Plans to reopen a long-disused freight line between Walsall and Stourbridge could become a reality within 10 years. Hundreds of thousands of tons of asphalt and other cargo could be taken by rail instead of road.
It will take 4,000 lorry loads a year off the roads. Transport authority Centro wants to re-open the line between 2014 and 2019 and is now drawing up a business case to get government funding. The proposals were originally put forward by Railtrack, which folded in 2002, but have now been resurrected.
Wednesbury-based Midland Quarry Products has said it would be willing to use a line if it connects its Smith Road premises with the sidings at Bescot railway station.
The company, in Smith Road, would send 200,000 tons a year along the line, an increase on the 120,000 a year it has to send by articulated lorry.

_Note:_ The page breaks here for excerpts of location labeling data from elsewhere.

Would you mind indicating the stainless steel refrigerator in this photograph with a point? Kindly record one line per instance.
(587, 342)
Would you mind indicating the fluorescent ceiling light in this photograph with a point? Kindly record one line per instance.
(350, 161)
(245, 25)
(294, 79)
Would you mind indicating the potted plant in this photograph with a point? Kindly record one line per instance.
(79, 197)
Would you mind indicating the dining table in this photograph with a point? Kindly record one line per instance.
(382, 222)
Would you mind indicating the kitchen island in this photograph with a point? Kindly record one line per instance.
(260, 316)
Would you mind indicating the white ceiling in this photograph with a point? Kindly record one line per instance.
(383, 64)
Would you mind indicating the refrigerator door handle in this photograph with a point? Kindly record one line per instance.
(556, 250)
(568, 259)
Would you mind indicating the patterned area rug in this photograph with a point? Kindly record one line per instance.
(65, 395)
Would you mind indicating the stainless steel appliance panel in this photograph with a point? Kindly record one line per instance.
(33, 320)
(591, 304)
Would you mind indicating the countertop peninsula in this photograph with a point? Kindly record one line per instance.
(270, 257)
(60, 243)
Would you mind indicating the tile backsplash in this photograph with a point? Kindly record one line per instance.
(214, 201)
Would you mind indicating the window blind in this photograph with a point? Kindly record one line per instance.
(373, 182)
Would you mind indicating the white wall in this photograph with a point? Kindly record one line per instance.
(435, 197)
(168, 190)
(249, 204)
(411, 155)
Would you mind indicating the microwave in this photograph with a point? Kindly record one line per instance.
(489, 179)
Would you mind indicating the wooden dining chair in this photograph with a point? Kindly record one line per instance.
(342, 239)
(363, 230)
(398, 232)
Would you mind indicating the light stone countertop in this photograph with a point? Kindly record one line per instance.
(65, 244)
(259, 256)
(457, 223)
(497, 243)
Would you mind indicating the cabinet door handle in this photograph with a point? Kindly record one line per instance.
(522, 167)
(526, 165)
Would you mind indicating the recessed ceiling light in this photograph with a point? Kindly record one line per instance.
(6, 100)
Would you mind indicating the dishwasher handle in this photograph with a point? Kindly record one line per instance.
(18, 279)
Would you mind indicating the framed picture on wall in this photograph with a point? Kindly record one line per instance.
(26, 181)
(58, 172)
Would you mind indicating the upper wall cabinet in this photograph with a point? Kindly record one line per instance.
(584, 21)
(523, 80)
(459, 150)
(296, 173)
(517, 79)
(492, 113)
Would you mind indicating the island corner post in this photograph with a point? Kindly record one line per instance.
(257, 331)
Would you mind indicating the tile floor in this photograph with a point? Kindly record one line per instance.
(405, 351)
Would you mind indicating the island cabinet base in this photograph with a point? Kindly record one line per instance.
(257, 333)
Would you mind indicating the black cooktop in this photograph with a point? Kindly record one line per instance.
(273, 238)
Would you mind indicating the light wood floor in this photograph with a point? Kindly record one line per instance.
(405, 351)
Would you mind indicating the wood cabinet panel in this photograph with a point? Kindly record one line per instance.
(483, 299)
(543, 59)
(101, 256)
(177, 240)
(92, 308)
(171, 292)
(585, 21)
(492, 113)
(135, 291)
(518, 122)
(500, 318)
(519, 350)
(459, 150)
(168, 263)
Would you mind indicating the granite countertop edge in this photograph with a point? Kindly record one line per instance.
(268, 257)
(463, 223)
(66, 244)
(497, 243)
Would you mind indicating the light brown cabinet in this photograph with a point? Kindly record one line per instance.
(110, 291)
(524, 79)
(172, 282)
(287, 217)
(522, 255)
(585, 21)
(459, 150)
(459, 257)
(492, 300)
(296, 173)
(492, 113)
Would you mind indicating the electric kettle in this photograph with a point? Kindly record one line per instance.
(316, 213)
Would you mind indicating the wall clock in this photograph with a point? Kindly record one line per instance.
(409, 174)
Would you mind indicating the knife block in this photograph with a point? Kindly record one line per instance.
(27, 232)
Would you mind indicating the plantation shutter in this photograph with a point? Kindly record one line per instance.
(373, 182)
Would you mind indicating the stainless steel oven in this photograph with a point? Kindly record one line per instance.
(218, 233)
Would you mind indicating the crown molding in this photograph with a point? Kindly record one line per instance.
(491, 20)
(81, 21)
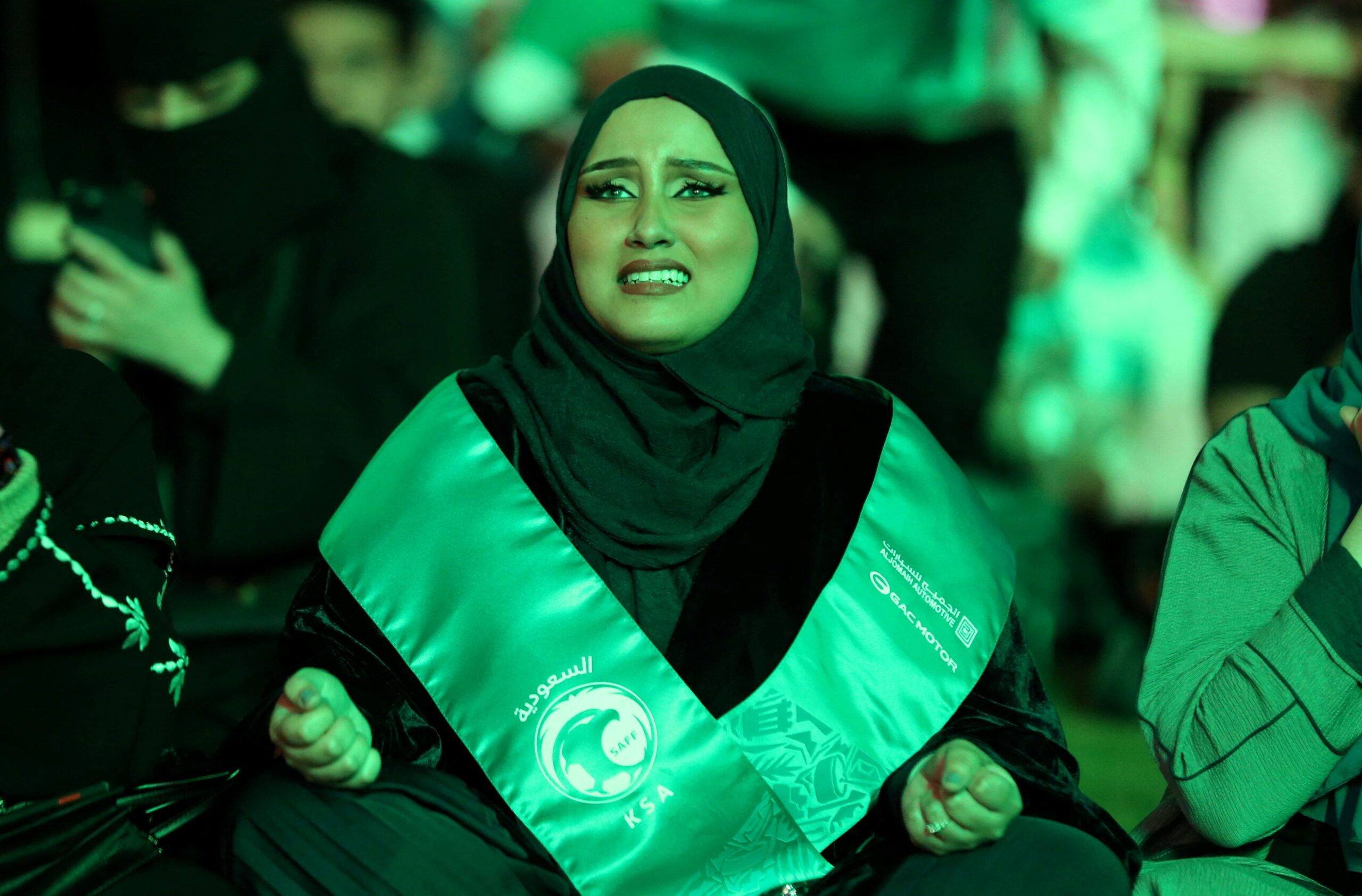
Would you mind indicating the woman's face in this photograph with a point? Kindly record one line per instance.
(661, 239)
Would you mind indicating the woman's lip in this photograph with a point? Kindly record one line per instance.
(639, 266)
(651, 288)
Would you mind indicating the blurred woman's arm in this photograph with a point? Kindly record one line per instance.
(1251, 686)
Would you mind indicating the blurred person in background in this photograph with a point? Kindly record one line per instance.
(90, 666)
(1251, 692)
(303, 289)
(1290, 312)
(925, 100)
(371, 66)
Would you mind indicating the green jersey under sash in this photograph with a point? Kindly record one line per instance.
(587, 732)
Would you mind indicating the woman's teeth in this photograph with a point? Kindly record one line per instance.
(675, 278)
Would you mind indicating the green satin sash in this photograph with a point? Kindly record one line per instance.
(583, 726)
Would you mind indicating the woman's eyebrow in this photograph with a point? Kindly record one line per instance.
(696, 165)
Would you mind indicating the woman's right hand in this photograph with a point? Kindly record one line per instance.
(320, 733)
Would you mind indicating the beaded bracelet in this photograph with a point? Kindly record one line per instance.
(9, 459)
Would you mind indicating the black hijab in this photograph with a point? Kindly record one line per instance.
(235, 186)
(654, 457)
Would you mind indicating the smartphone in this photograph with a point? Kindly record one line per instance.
(119, 214)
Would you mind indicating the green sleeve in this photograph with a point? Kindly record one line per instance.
(1245, 700)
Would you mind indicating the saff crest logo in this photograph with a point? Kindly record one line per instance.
(597, 742)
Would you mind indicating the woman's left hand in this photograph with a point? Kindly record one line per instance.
(105, 302)
(958, 800)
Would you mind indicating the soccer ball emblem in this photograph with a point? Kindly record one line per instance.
(596, 742)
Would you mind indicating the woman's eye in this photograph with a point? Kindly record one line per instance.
(699, 190)
(607, 191)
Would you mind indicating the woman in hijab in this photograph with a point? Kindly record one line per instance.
(651, 608)
(90, 665)
(1251, 692)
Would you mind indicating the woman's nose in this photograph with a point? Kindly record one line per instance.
(651, 227)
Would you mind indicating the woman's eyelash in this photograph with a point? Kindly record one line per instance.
(599, 191)
(714, 190)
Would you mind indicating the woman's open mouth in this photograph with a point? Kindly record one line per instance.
(653, 278)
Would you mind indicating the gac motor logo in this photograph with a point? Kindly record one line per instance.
(597, 742)
(882, 584)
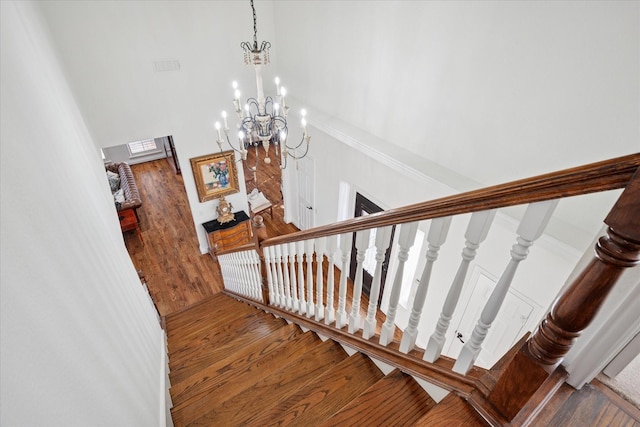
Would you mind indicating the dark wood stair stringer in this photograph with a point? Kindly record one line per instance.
(285, 377)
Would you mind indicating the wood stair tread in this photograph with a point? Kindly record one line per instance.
(215, 314)
(234, 382)
(208, 353)
(323, 396)
(200, 308)
(452, 411)
(218, 372)
(278, 386)
(396, 399)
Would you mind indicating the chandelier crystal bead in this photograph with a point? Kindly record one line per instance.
(263, 120)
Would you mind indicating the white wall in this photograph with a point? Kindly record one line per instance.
(108, 48)
(492, 90)
(81, 345)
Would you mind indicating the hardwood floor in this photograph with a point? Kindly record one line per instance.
(177, 274)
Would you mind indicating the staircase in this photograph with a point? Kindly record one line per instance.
(233, 364)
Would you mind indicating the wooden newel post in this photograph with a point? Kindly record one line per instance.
(260, 234)
(574, 310)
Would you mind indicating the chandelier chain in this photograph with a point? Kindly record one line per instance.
(255, 27)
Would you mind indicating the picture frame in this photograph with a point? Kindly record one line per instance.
(215, 175)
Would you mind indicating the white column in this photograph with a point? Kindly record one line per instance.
(292, 275)
(283, 298)
(302, 309)
(383, 239)
(319, 279)
(362, 243)
(276, 282)
(405, 241)
(345, 248)
(267, 264)
(437, 236)
(308, 249)
(531, 227)
(477, 231)
(332, 246)
(285, 274)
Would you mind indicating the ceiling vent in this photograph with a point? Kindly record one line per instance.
(162, 66)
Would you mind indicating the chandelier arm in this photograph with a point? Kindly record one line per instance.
(230, 145)
(303, 155)
(302, 140)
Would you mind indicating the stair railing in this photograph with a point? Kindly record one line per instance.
(541, 193)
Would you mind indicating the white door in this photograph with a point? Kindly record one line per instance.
(506, 329)
(306, 193)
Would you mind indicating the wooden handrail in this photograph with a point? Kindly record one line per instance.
(575, 308)
(591, 178)
(245, 247)
(438, 373)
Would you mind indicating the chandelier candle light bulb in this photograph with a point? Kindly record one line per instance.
(263, 119)
(224, 118)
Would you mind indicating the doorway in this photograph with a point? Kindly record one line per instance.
(363, 207)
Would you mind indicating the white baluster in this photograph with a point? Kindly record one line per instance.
(292, 274)
(319, 279)
(257, 288)
(362, 243)
(531, 227)
(383, 239)
(285, 274)
(303, 303)
(405, 241)
(308, 249)
(283, 299)
(329, 312)
(267, 264)
(436, 237)
(274, 274)
(346, 241)
(244, 273)
(477, 231)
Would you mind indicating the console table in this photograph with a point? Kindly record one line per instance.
(230, 235)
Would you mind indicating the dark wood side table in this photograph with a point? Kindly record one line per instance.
(128, 221)
(230, 235)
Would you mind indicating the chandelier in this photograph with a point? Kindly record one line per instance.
(263, 120)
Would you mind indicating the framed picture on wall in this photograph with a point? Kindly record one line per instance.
(215, 175)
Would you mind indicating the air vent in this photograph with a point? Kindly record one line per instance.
(162, 66)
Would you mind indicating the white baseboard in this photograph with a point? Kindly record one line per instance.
(164, 397)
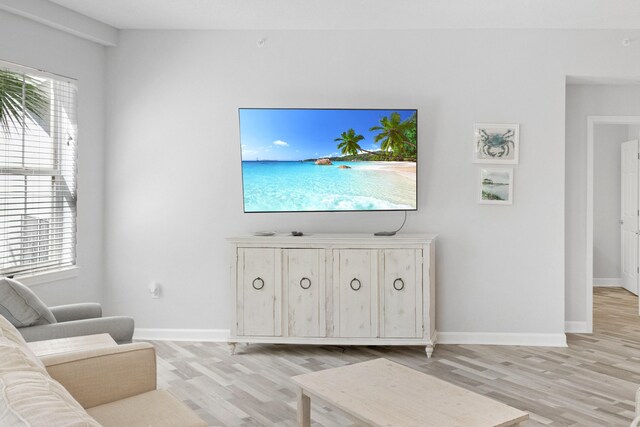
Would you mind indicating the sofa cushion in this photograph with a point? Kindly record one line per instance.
(156, 408)
(14, 352)
(28, 395)
(31, 398)
(21, 306)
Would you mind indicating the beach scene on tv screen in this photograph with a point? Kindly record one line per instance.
(328, 160)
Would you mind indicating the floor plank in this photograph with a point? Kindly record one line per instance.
(590, 383)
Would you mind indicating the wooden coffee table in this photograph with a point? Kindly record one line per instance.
(384, 393)
(64, 345)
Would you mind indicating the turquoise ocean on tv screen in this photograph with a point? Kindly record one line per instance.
(304, 186)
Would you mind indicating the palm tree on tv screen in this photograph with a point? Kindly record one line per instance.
(20, 96)
(349, 142)
(395, 134)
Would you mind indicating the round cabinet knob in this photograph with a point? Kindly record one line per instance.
(305, 283)
(257, 283)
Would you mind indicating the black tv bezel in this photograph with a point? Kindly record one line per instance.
(331, 109)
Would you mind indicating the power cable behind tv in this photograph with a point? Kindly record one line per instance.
(391, 233)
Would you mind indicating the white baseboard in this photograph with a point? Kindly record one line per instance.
(498, 338)
(574, 327)
(482, 338)
(208, 335)
(612, 282)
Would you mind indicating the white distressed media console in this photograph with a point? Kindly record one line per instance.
(334, 289)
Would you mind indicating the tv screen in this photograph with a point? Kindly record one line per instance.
(304, 160)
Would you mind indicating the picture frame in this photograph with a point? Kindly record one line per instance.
(496, 143)
(495, 186)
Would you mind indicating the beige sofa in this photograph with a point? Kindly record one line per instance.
(110, 387)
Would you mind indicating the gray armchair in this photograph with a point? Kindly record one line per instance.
(80, 319)
(37, 322)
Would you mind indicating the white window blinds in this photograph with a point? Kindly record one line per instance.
(38, 128)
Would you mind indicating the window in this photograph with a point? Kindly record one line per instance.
(38, 129)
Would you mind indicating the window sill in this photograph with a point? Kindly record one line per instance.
(49, 276)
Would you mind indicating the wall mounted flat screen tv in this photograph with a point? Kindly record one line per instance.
(321, 160)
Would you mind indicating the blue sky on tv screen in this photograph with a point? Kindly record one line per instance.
(294, 134)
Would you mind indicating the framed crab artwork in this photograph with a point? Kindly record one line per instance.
(496, 143)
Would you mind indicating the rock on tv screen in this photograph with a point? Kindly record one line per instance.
(320, 160)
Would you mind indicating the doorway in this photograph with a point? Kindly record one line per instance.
(628, 244)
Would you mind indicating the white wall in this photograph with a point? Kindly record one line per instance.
(173, 189)
(606, 200)
(31, 44)
(583, 101)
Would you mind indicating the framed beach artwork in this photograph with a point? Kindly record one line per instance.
(496, 186)
(496, 143)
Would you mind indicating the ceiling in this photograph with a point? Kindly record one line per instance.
(360, 14)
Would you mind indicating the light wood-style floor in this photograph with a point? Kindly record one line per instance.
(590, 383)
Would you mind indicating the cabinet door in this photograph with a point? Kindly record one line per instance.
(401, 293)
(305, 288)
(259, 310)
(355, 271)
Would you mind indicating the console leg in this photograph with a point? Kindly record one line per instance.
(429, 350)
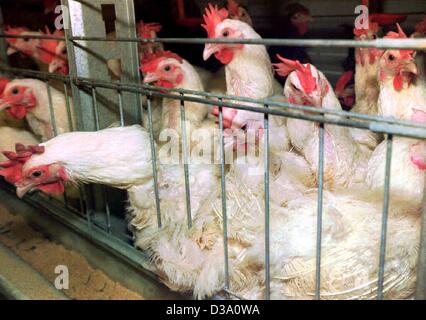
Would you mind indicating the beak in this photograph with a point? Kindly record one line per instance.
(58, 66)
(4, 105)
(150, 77)
(410, 67)
(22, 189)
(209, 50)
(11, 51)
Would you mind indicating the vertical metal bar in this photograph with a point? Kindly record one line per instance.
(95, 108)
(185, 164)
(69, 112)
(104, 193)
(120, 107)
(421, 266)
(154, 161)
(319, 212)
(223, 193)
(383, 235)
(267, 217)
(52, 113)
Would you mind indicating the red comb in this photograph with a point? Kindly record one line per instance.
(344, 80)
(387, 19)
(233, 8)
(421, 26)
(405, 54)
(3, 84)
(14, 32)
(145, 29)
(12, 168)
(150, 61)
(47, 48)
(212, 18)
(372, 26)
(307, 80)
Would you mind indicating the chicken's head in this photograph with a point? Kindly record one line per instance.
(27, 46)
(163, 69)
(54, 53)
(217, 26)
(304, 84)
(17, 99)
(421, 28)
(345, 90)
(28, 170)
(147, 31)
(299, 16)
(399, 65)
(238, 12)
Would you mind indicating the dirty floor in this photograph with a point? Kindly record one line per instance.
(86, 283)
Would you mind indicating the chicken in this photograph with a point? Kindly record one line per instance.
(345, 90)
(166, 69)
(293, 25)
(344, 160)
(10, 135)
(420, 32)
(28, 46)
(28, 98)
(402, 96)
(147, 31)
(98, 157)
(46, 52)
(350, 249)
(366, 82)
(248, 74)
(5, 119)
(238, 12)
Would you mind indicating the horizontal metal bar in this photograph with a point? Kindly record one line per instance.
(360, 121)
(142, 88)
(401, 128)
(156, 90)
(415, 44)
(35, 74)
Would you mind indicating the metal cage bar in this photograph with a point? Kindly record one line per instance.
(383, 234)
(223, 197)
(319, 211)
(267, 213)
(185, 163)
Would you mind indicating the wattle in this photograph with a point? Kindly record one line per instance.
(18, 112)
(225, 56)
(56, 187)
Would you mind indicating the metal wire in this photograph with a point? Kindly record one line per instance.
(51, 110)
(223, 195)
(414, 44)
(120, 107)
(267, 213)
(154, 162)
(185, 163)
(319, 211)
(383, 235)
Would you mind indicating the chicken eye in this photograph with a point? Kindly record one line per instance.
(37, 174)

Spokesman David Weeks said: "We already ship a large proportion by rail. Our Wednesbury site makes asphalt for road surfaces.
"If we could get raw materials in by rail as well as shipping out asphalt we could take advantage of economies of scale."
The proposals come a year after transport bosses in the region drew up revised proposals for the Midland Metro which could see trams run along the disused freight rail lines.
Peter Sargant, head of rail and rapid transit development at Centro, said: "Reopening the rail line between Walsall and Stourbridge to freight trains delivers significant regional and national benefits and has widespread support."